From the research conducted it would appear that Warwick Student Union’s dedication to supporting a ‘Meatless Month’ is questionable. If they were not going to expand their menu at any of their outlets then it seems bizarre that they even bothered to advertise their support anywhere at all. Perhaps this absence of commitment explains the total lack of information available. Either way, the misleading statements of support and assumed lack of organisation is disappointing and perhaps even embarrassing. The addition of two or three vegan and vegetarian specials at The Dirty Duck, a vegan panini at Curiositea and a month at The Bread Oven where all specials were vegetarian would have been achievable actions, and, coupled with effective advertisement, would most likely have been popular.
Read More: Our Climate Emergency – Our Time is Now
More importantly, these are actions that shouldn’t need a special month. With 12 years left to avoid a climate change ‘catastrophe’ (as stated by the 2018 IPCC report, and later by GLOBUS’ own Editor) we should all be taking simple steps to do our bit and Warwick Student Union and their food outlets are not exempt. Whilst campaigns like ‘Veganuary’ are important tools to encourage everyone to reduce their meat consumption, climate change isn’t just an issue for one month of the year and adopting a more sustainable diet cannot be viewed as a trend or fad. Changing the way we eat is an important discussion that needs to engage as many people as possible. But, in the case of our Student Union, it would appear that there is still a great deal more to be done to contribute to combating the greatest threat to ever face humanity.
If you’d like to ensure that the university upholds it’s commitment to sustainability by also committing to an entirely carbon netural state by 2030, please sign the climate emergency petition.
Header Image: Photo by Brooke Lark on Unsplash
Great article Tori – a really important contribution to help our community reflect practically on the knowledge we research and learn in the classroom.To echo your conclusions:
I’m really pleased that the SU has responded to student campaigns for more vegetarian options on campus. However, I agree the term meatless is being misused by the Student Union. It’s categorically inaccurate, as the outlets are not meatless on either mondays or during January. This phrase referring only to the option of individuals to choose from more veggie options, and I think this undermines the genuine meatless provisions of other food providers more seriously committed to sustainability.
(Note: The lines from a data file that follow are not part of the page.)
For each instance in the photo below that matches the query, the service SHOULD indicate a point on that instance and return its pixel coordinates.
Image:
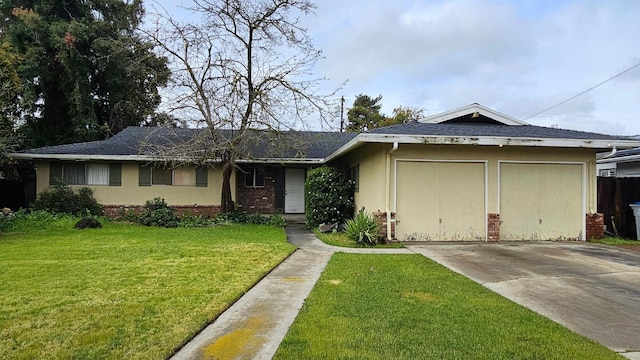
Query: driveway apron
(592, 289)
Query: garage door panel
(440, 201)
(541, 201)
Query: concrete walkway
(254, 326)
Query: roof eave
(499, 141)
(472, 109)
(78, 157)
(297, 161)
(619, 159)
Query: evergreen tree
(84, 73)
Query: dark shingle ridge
(133, 140)
(490, 130)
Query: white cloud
(517, 57)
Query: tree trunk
(226, 201)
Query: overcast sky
(517, 57)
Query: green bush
(61, 199)
(244, 218)
(363, 228)
(6, 221)
(157, 213)
(329, 196)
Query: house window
(181, 176)
(355, 177)
(607, 173)
(79, 173)
(149, 175)
(161, 176)
(254, 177)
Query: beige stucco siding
(493, 155)
(438, 200)
(130, 193)
(411, 193)
(370, 159)
(541, 201)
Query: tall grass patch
(409, 307)
(123, 291)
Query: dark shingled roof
(623, 153)
(130, 141)
(490, 130)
More academically, it’s a dilution of radical discourse, which is a very socially unhelpful part to play.
Therefore, personally, I’d like to see the SU withdraw their use of this phrasing until they are prepared to take the very needed decision – we might well only have 12 years to radically restructure ever aspect of our global economy – to move beyond marketing and the low hanging fruit. I would argue the SU has a responsibility to echo the science, and to create an offering which communicates to our degree educated future generations that we are going to have to make some less-than-ideal adjustments to our lives over the next decades: and I for one would prefer this to mean less meat on campus one day a week, than some of the more extreme future adjustments that will be necessary if we fail to act appropriately now.